Source code for gns.prob_funcs

# import standard modules
import numpy as np
import sys
import scipy.stats
from scipy.special import ive as ModifiedBessel, gamma as Gamma  # for Kent distribution
try:  # newer scipy versions
    from scipy.special import logsumexp
except ImportError:  # older scipy versions
    from scipy.misc import logsumexp
import inspect

# import custom modules
"""
NB scipy.stats.norm uses standard deviation, scipy.stats.multivariate_normal uses covariance!!
NB if x.shape = (m,1), then scipy.stats.rv_continuous.pdf(x) returns array shape (m, 1)
whereas scipy.stats.multivariate_normal.pdf(x) returns array shape (m,)
"""

# PDF related functions


[docs]def fitPriors(priorParams):
    """
    Only currently handles one dimensional (independent priors).

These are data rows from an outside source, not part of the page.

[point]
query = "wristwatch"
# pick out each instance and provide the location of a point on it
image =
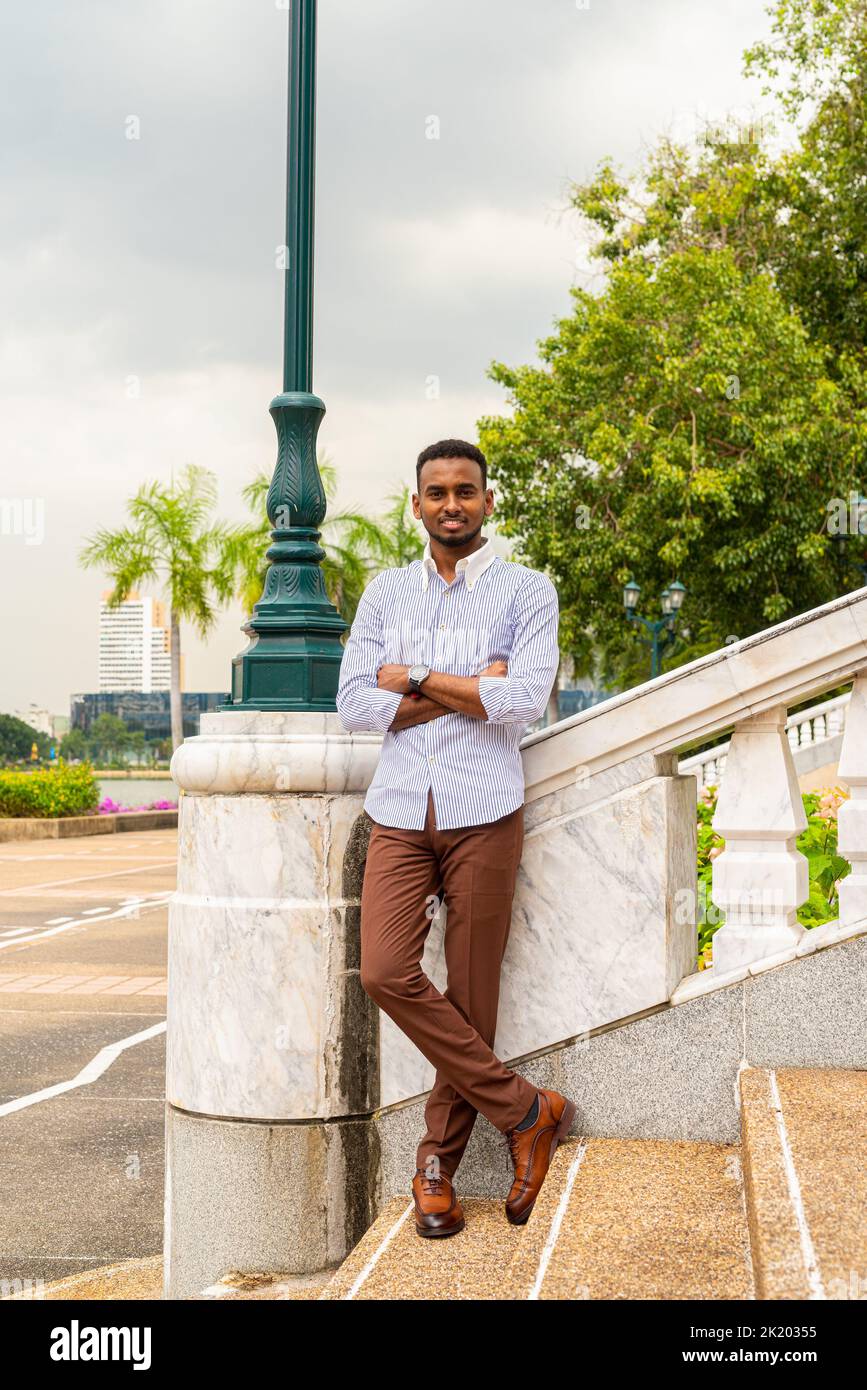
(417, 674)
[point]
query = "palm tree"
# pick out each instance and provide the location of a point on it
(356, 546)
(172, 542)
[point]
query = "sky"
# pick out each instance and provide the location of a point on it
(142, 181)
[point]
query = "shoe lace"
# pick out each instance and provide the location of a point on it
(432, 1186)
(510, 1141)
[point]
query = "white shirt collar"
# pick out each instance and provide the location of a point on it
(473, 565)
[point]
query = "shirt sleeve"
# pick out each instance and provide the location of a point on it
(360, 702)
(521, 697)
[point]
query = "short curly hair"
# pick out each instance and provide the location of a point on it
(450, 449)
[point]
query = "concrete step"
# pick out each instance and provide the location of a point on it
(614, 1219)
(657, 1219)
(805, 1143)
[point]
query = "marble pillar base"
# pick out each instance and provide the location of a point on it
(278, 1064)
(271, 1041)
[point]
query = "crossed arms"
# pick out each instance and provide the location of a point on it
(375, 695)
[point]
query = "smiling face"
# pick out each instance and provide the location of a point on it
(452, 505)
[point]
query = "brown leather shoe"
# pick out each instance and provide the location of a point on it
(532, 1150)
(438, 1211)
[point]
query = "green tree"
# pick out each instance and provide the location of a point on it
(681, 424)
(17, 737)
(174, 542)
(109, 740)
(74, 745)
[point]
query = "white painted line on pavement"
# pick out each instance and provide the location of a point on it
(557, 1221)
(88, 1073)
(78, 922)
(795, 1197)
(378, 1253)
(28, 890)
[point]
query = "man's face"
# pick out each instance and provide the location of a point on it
(452, 492)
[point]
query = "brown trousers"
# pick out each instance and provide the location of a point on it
(474, 868)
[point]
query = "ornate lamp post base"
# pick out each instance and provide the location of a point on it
(295, 652)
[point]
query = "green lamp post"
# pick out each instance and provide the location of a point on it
(295, 651)
(663, 630)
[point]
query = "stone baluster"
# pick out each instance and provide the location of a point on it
(760, 879)
(852, 816)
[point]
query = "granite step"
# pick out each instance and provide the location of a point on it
(805, 1143)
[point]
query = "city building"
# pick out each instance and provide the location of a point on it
(147, 710)
(135, 645)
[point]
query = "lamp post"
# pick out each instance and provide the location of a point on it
(663, 631)
(295, 651)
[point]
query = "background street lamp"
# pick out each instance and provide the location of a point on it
(857, 528)
(663, 631)
(295, 652)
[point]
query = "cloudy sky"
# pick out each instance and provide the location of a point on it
(142, 306)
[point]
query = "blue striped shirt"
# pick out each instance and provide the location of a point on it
(492, 610)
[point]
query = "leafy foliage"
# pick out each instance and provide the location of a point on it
(817, 841)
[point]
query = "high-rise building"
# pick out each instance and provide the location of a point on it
(134, 645)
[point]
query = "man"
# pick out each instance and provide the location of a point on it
(452, 658)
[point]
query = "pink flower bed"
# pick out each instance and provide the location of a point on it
(109, 808)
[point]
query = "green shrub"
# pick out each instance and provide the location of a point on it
(817, 843)
(50, 791)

Scipy.stats multivariate functions do not have built in inverse CDF methods, 
    so if one wants to consider multivariate priors one may have to write their own.
    Note scipy.stats.uniform takes parameters loc and scale where the boundaries are defined to be
    loc and loc + scale, so scale = upper - lower bound.
    Returns list of fitted prior objects length of nDims (one function for each parameter).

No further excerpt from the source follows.